Why would anyone not choose the less expensive funds and instead go with SPY?

Some people are just lazy, and don’t shop around enough. But there are also some logical reasons to sometimes go with a more expensive fund. I can think of five such reasons.

  • Liquidity: If you are a day trader, you need a fund with super liquidity. Even a fraction of a second’s delay in making a trade, or an extra penny going to the middlemen for a $1 million trade, will add up over time. In this case, you might choose SPY, even though the management fee is more than three times that of the others. For the buy-and-hold investor, the extra penny here and there lost on a trade won’t matter a whit.
  • Avoidance of capital gains: If you already have SPY in your portfolio, and you’ve had it for many years, there may be a huge capital gains tax to pay if you cash out. Although capital gains must be paid to Uncle Sam sooner or later, sometimes it just makes sense to wait.
  • Avoiding commissions: Not long ago, you could trade Vanguard ETFs free if you had a Vanguard account. Trading other ETFs would cost you some money. But these days, at most brokerage houses, trading ETFs costs nothing. And it doesn’t matter what brand of ETF you are using. Still, I’m throwing this out here in case you are with a brokerage that still charges.

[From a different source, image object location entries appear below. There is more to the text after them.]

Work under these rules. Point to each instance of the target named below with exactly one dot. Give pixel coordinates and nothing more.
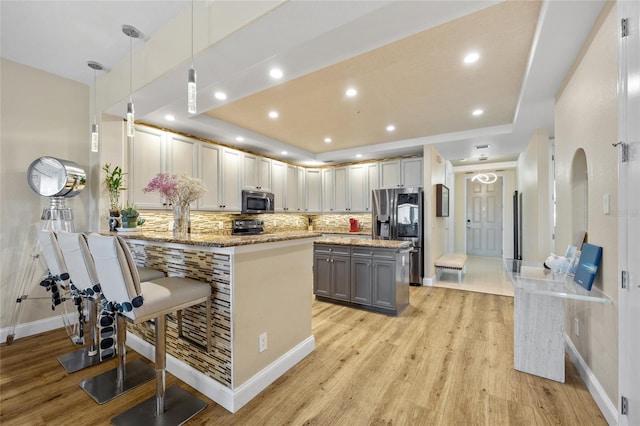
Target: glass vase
(180, 221)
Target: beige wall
(272, 293)
(534, 184)
(434, 227)
(42, 115)
(586, 117)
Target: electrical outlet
(262, 342)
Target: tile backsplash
(221, 223)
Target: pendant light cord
(192, 33)
(130, 68)
(95, 91)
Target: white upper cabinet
(411, 169)
(301, 189)
(357, 185)
(264, 174)
(278, 177)
(256, 172)
(209, 160)
(401, 173)
(390, 174)
(314, 190)
(341, 190)
(146, 160)
(327, 190)
(231, 180)
(249, 171)
(373, 182)
(352, 187)
(220, 170)
(226, 171)
(182, 154)
(291, 189)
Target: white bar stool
(115, 382)
(58, 269)
(141, 301)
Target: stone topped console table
(260, 286)
(538, 334)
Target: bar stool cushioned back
(77, 257)
(53, 257)
(143, 301)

  • Shunning rookies: If there’s a new ETF on the market, issued by a small provider, and the fund has collected less than, oh, $20 million or so, you risk having the ETF fold. Yes, you’ll get your money back if that happens, but it’s a hassle you should avoid.

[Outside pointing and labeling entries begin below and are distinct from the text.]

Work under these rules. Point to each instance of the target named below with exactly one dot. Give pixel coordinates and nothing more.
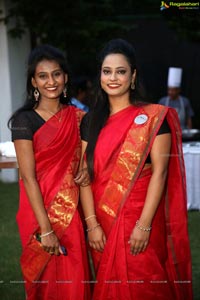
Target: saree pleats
(163, 271)
(57, 150)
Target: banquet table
(191, 152)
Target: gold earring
(65, 92)
(36, 94)
(132, 85)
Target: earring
(133, 85)
(36, 95)
(65, 92)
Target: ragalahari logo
(164, 5)
(179, 5)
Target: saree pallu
(57, 150)
(163, 271)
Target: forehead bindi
(115, 61)
(47, 66)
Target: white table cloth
(191, 152)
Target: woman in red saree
(135, 209)
(48, 147)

  • Sustainable considerations: One fund I didn’t mention here is the Engine No. 1 Transform 500 ETF (VOTE). I introduce this fund in Chapter 17 on sustainable investments. The fund charges 0.05 percent. The portfolio isn’t exactly the S&P 500, but pretty darned close. In this case, paying the extra 0.02 more than you’d pay for the Vanguard or iShares S&P ETF isn’t illogical at all. You are paying that extra (20 cents per $1,000 invested) so that the managers of the fund will use their muscle to try to convince companies to act in a kinder and gentler manner where people and planet are concerned. Neither the 20 cents per $1,000 nor the slight differences in portfolio composition are going to much affect your bottom line.